Thursday, January 22, 2015

Colder: Bad Seed #2

written by Paul Tobin
art by Juan Ferreyra

If Nimble Jack was a villain of sly (and rambunctious), psychological anguish, a creature who took pleasure in cultivating nightmarish insanity in his victims, Swivel is a villain of body horrors, of fine and precise and skin-crawling tortures.  His collection of fingers harvested from passing pedestrians, his flaying of a man's back for "paper," Swivel considers the human body little more than a store of resources to be gleaned at his pleasure or need.  But it is his startling moment of spine-tingling generosity that's really creepy:  helping pull a small splinter from a young girl's hand with his face full of fingers.  She hardly blinks.  He compliments her "pretty fingers" (Colder: Bad Seed #2: 8).

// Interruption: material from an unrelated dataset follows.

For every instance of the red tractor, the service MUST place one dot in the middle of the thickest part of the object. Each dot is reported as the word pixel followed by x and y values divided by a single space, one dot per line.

Declan's past has always been a fine mystery, a dark, probably dangerous history both criminal and mentally ill, one that Nimble Jack used to taunt him.  But it was always assumed that his abilities, his particular command of insanity and the nightmare world were a gift, so to speak, from Jack himself, a consequence of Jack's command to "grow colder," but Declan may not be any more mortal than Nimble Jack or Swivel.  After all, "He's a killer.  Yes.  The Killer.  The HarvesterThirty-two men.  Seven women.  A dog" (10).  And it has something to do with an apartment building that exists in both worlds.

Tobin's agents of insanity bring with them an unusual, but surprisingly insightful perspective.  What a man is is very often what he has done, though we sometimes like to think differently.  How much time before we leave our past actions behind us, before they no longer define who and what we are?
Reece:  "I've known Declan for almost six years.  For five of them he was catatonic.  For the others he's been helping people.  He's not a murderer."

Swivel:  "Neither am I.  Well, not for almost twenty minutes, now." (11)
Only a few minutes later, after wishing them a happy goodbye with the promise of their new marriage, Declan callously sucks a freshly healed couple's insanity to take him to the Hunger World, dragging them along with him.  Death, perhaps not, but certainly life-destroying.  The Bad Seed offers the promise of finding out who Declan really is.